The average contract interest rate for a 30-year fixed-rate mortgage with conforming loan balances fell from 6.89% to 6.84%, below $806,500, with points increasing from 0.68 to 0.68, including the origin fee for a 20% down payment loan. That rating was 34 basis points higher in the same week as a year ago.
“Last week’s economic news includes negative readings of first quarter GDP growth and further signs of contraction in the manufacturing sector, mixed with a solid April employment report. The net impact on mortgage rates had returned to levels since early April, said Michael Fratantoni, MBA’s senior vice president and chief economist.
Mortgage applications to buy mortgages rose 11% a week, 13% higher than the same week a year ago. To drive the increase was a surge in traditional loan demand. This was called “a surprisingly strong movement given the prolonged economic uncertainty.”
“Traditional loan borrowers tend to have larger loan sizes and more likely to become buyers,” he said.
The housing market was clearly slower in April.

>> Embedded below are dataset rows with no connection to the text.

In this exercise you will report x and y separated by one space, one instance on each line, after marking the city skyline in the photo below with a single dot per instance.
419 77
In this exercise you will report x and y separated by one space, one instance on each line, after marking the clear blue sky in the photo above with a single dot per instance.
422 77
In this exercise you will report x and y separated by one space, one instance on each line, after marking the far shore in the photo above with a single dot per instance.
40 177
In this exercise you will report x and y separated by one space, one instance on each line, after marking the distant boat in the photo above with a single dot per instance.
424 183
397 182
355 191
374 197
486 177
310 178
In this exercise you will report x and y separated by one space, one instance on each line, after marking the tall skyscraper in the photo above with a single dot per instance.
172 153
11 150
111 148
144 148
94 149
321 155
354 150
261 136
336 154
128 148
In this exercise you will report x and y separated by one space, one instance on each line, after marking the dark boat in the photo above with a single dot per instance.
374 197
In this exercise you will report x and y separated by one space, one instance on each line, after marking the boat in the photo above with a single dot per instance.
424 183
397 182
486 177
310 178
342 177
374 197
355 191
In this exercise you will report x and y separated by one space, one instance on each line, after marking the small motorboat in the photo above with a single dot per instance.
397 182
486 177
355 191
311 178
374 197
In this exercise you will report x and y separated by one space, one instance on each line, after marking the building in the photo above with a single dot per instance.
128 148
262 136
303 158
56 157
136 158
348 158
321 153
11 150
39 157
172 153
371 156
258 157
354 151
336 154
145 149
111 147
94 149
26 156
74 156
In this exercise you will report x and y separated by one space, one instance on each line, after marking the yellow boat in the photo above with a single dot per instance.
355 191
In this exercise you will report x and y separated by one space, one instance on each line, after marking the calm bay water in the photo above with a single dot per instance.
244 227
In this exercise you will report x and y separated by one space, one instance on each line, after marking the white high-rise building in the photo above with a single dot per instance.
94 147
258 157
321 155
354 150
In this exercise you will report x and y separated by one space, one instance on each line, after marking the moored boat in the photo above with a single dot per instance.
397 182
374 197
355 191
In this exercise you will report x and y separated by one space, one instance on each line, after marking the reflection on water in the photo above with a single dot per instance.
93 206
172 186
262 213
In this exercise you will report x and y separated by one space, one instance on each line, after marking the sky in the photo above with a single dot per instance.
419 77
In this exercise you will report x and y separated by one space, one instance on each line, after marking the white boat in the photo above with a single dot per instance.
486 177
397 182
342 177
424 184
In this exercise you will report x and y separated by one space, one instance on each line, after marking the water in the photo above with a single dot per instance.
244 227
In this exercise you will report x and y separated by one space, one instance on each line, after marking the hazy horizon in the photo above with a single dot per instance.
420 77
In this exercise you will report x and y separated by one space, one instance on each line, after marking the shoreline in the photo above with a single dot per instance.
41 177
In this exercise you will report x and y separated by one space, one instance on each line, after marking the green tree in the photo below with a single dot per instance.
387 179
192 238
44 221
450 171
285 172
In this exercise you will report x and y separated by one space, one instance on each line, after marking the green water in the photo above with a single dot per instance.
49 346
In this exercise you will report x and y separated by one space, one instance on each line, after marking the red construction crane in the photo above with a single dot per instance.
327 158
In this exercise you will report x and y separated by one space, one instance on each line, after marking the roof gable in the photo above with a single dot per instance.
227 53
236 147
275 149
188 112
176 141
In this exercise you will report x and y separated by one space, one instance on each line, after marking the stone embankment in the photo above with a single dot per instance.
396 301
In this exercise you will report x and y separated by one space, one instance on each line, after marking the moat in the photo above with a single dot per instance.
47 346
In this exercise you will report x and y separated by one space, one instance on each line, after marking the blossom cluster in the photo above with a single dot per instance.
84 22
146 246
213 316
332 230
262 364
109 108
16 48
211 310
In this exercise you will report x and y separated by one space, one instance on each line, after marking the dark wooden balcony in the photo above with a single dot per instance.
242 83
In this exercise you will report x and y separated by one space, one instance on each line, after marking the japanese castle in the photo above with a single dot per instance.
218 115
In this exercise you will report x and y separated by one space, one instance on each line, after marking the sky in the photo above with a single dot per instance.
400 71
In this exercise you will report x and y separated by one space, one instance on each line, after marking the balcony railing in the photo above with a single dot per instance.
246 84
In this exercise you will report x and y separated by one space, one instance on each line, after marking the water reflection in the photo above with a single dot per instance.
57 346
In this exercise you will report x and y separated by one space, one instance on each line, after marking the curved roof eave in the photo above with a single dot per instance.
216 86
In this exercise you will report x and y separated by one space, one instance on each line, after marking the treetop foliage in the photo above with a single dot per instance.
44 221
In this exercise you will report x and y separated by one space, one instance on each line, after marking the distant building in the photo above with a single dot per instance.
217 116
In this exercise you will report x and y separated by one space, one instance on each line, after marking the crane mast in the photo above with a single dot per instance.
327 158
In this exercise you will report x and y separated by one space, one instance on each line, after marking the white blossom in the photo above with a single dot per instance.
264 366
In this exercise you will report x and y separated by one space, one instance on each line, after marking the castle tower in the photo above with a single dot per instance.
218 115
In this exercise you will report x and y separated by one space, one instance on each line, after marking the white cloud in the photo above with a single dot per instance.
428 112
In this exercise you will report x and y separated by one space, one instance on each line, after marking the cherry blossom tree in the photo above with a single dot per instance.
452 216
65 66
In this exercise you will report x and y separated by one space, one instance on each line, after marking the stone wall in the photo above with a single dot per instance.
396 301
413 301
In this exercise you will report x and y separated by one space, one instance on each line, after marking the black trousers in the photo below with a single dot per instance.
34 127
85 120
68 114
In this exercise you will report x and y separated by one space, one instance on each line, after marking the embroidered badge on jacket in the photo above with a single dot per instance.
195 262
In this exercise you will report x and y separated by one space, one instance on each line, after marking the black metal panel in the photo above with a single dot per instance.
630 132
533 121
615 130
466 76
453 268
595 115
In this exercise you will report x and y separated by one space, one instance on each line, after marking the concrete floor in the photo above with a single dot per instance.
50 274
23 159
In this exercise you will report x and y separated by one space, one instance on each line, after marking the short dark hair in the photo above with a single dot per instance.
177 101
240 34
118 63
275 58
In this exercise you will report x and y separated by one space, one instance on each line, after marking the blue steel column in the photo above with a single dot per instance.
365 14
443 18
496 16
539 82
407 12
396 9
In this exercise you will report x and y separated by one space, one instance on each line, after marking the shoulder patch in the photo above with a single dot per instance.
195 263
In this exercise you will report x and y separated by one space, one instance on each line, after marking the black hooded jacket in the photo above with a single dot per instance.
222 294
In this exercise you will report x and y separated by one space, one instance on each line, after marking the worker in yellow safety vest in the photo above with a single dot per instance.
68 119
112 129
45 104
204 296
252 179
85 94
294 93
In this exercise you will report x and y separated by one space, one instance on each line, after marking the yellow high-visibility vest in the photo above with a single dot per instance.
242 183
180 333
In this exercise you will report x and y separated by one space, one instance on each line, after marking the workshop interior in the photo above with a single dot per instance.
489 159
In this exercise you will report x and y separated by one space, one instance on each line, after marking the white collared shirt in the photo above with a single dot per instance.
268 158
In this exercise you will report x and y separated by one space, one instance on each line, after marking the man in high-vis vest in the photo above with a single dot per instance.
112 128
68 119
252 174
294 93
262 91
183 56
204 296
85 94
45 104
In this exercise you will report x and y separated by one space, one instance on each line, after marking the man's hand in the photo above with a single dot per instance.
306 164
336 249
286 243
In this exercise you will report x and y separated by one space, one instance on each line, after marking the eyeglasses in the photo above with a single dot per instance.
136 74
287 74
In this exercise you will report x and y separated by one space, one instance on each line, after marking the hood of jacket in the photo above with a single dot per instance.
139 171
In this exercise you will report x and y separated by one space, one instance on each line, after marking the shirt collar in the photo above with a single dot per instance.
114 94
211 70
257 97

Some potential buyers say they are afraid of major economic moves given the potential impacts from tariffs. Some people ride a roller coaster on the stock market at the beginning of the month. Real estate agents still report strong demand, but fewer borrowers willing to sign a contract.
Applications for mortgage refinancing also increased 11% in a week, 51% higher than the same week a year ago. That demand was driven by veterans, or VA, loans, and rose 26% that week.
Mortgage rates haven’t moved much to begin this week, but could change more quickly with Wednesday’s Federal Reserve meeting. The Federal Open Market Committee (FOMC) is not expected to cut interest rates, but unexpected commentary from Federal Reserve Chair Jerome Powell could move the market, resulting in mortgage rates being more critical.